À l’entrée du secteur de Templeuve, Laurence Pithie a chuté alors qu’il emmenait le groupe de poursuite. « Je suis arrivé trop vite dans un virage en gravier, expliquait-il. Je l’ai mal jugé et ça m’a éjecté du groupe. C’est une erreur stupide qui a ruiné ma course. Je suis reparti et j’ai roulé aussi vite que possible pour revenir, mais quand Pedersen et Politt se relaient devant, c’est compliqué. Le plan était d’être en supériorité devant et c’était le cas. Malheureusement, on n’a jamais pu exploiter cette situation à cause de ma chute ». Bien que rapidement de retour sur sa selle, le Néo-Zélandais n’a jamais pu rentrer et a au contraire retrouvé la compagnie de Vermeersch à un troisième échelon. « On croyait au podium, mais on a perdu une bonne carte quand Laurence est tombé, confirmait Frédéric. Ensuite, le podium restait jouable, mais avec des coureurs rapides comme Philipsen et Pedersen, il fallait que Stefan les lâche. Malheureusement, ça a été l’inverse ». Dans le Carrefour de l’Arbre, à onze kilomètres du but, le spécialiste du contre-la-montre a vu ses espoirs s’envoler. « J’étais complètement vidé dans le final, je ne pouvais plus suivre, confessait-il. C’est un peu dommage.

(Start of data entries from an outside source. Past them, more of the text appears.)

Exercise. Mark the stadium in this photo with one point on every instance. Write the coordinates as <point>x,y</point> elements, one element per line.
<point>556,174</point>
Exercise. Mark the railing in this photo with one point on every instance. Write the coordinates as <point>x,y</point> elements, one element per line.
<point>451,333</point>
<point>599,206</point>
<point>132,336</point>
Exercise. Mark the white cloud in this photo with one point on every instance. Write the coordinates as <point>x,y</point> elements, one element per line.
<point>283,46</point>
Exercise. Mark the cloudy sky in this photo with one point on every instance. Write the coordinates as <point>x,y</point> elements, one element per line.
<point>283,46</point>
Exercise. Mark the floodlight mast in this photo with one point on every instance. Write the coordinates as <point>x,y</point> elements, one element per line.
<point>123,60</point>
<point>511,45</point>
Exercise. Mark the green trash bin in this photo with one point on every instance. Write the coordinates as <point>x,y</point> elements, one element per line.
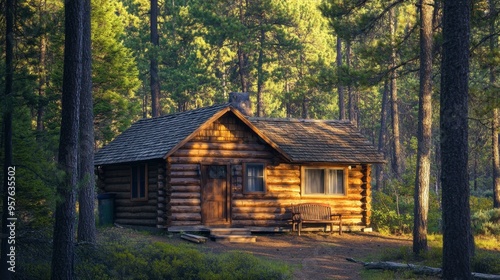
<point>106,208</point>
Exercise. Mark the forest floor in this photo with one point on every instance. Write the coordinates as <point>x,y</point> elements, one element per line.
<point>314,255</point>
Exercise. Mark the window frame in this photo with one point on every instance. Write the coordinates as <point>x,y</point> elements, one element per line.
<point>325,169</point>
<point>137,168</point>
<point>245,178</point>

C’était un coup dur, mais je me suis dit je n’avais pas fait toute cette journée pour rien ». Isolé dans les dix derniers kilomètres, Stefan Küng est revenu à quelques secondes du trio à l’approche du vélodrome de Roubaix, avant de s’octroyer une très solide cinquième place. « Ce n’est certes pas un podium, mais ça reste un top-5 et j’ai donné mon maximum », confiait-il.

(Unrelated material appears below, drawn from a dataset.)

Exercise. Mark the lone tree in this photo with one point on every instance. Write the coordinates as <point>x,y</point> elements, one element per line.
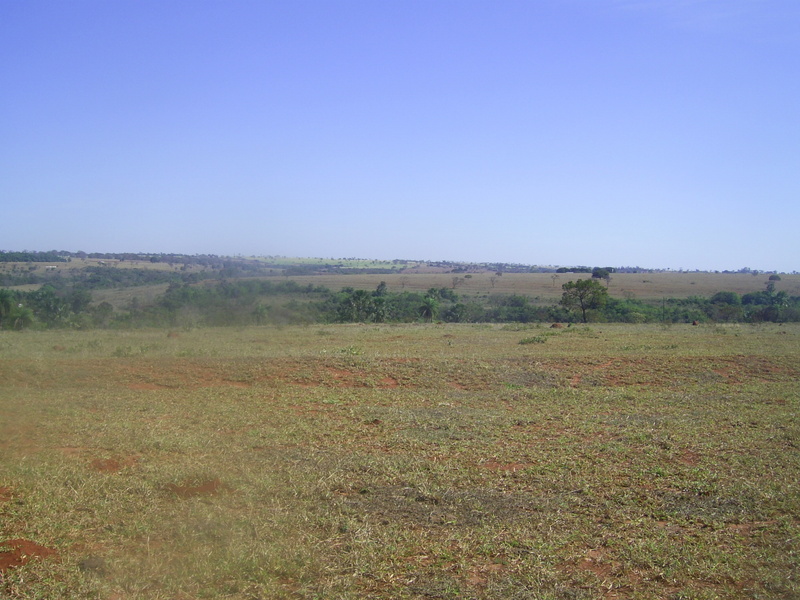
<point>584,294</point>
<point>429,308</point>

« C’est bien de finir sur une bonne note », Frédéric Guesdon
Quelques secondes plus tard, son jeune coéquipier Laurence Pithie en a terminé en septième position, juste derrière Vermeersch, avec une certaine amertume. « Quand j’y repenserai, je serai content de ma septième place, mais je pense que j’aurais pu me battre pour le podium, expliquait-il. J’avais de très bonnes jambes, et à chaud, c’est vraiment une déception ». « On espérait un très bon résultat de Stefan car c’est une course qui lui convient, on savait qu’il était en forme et c’était très ouvert derrière Van der Poel, ajoutait Frédéric. Mais je n’aurais pas parié sur la septième place de Laurence. Il m’épate de course en course. C’était son premier Roubaix chez les pros et il était là dans le final. Et s’il n’était pas tombé, le podium était jouable. Pour nous, c’est un Paris-Roubaix satisfaisant. On avait jusque-là réalisé une bonne campagne de Classiques sans vraiment conclure. C’est bien de finir sur une bonne note, surtout sur Paris-Roubaix, qui est un Monument qui compte vraiment pour nous. En mettre deux dans les dix, c’est parfait ».